The New Zealand series of Adventure All Stars – produced by Charity TV Global – is being filmed around the North and South Islands.

Filming of the fifth episode brought contestants to Christchurch, Geraldine, Roxburgh, Queenstown and the Waitaki Valley, where they took part in one of Halo Training’s “escape and evasion” exercises.

“What we wanted was to give them some tools and bring them together as a team through uncertainty and adversity,” Halo Training founder Tony Groves said.

“Their task was to go behind enemy lines and to conduct observation and intelligence gathering on a suspicious building.

“They had a series of objectives that were time-sensitive, so we could generate pressure from timelines.”

Mr Groves said it was “really cool” that other local businesses had come together to add to the Waitaki experience.

“The beauty of this was lots of people came together,” he said.

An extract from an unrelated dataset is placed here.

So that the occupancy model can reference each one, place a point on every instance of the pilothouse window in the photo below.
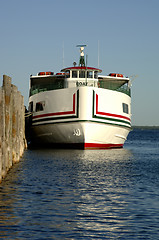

“We had 11 vehicles from the North Otago four-wheel drive club were a part of the opposition force who were looking for them.

“Heliventures in Oamaru provided the helicopter that picked up two loads and dropped them in the mountains.

“Riverstone [Kitchen] came out and did the meal, and Valley Views [Glamping] the accommodation.

“Our whole team did it for nothing because it was for St John.”

Kurow farmer Barney McCone was called in to play a stereotypical grumpy farmer who put the contestants in an awkward position.

“It was easy for him to do because he is a farmer, but we forgot to inform the camera crew [that it was an act],” Mr Groves said.

“We were talking to the cameraman afterwards and he believed Barney and he goes ‘I’m not sure if I should be filming this, but I kept rolling’.

“Barney was only there for a couple of minutes, but it left them in a state of uncertainty.”

The contestants then had to perform a series of tasks that tested their mental and physical endurance.

“We saw some pretty interesting things that were quite impressive.”

The show is hosted by New Zealand TV personality Erin Simpson, who also took part in the activities.

“She wasn’t separate to them, she was one of them .. she was really impressive,” Mr Groves said.

One of the cameramen, who had filmed 21 previous episodes for the show, said it was the most “unique” episode he had been involved with, Mr Groves said.

As part of the casting process, the contestants raised $10,000 each for St John New Zealand.

The New Zealand series will air on TVNZ 2 next year.